Not that Alive has an uneventful plot, on the contrary. After Laizi lost his uncle’s goods to a local petty thief, he goes on a mission to retrieve the merchandise. In the meanwhile, his friend and co-worker seems to have a relationship with a young prostitute. He’s infatuated by her and is convinced he found his true love, even when the next in line is waiting outside the shabby hotel room when he spends his (costly) lasts minutes with her. It’s the best scene in the film, although it’s unsure why Liang even wrote it in his script. Even less than a minute later we switch to beating up the petty thief who stole the goods from Laizi. And oh, there’s also a subplot about the uncle’s son stealing from his own father. He yells at him, he yells back and the son – he’s a teenager after all – leaves in a temper. All this is happening without any room for character development. After a while, you’re just registering the events on screen rather than caring about the outcome of all this mayhem.

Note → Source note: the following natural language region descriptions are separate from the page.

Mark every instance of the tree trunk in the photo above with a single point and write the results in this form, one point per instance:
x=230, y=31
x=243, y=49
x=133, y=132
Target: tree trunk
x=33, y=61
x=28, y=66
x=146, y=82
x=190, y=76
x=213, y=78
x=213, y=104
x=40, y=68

There’s a lot of potential and the raw energy is certainly there, but the poor visual execution, awkward acting and mediocre writing makes it a rough diamond. There’s just too much going on, making it near to impossible to even care about anything that happens to our protagonist. One can only wonder what a marvellous short Alive could be if Liang only focused on the story of the prostitute and trim the fat until the picture has a runtime of no more than 15 minutes. There’s no visual feast either: Alive goes for a very distinct documentary-style look, but some scenes look more like a first rough cut than a finished product. Of course, one could argue that this is all on purpose and a style in and of itself, which is true. Still, the cutting, pacing and cinematography lack the confidence of, let’s say, Jin Ye’s masterpiece Today My Mother Will Get Married, which is very similar in style and tone.

Yes, it is an ambitious and bold project to tackle for a young director. But let’s not forget that being overambitious is, sometimes, the seed for mediocrity.

Alive will be screened at the Chinese Visual Festival at the Nash Theatre, King’s College (London). You can buy your tickets here.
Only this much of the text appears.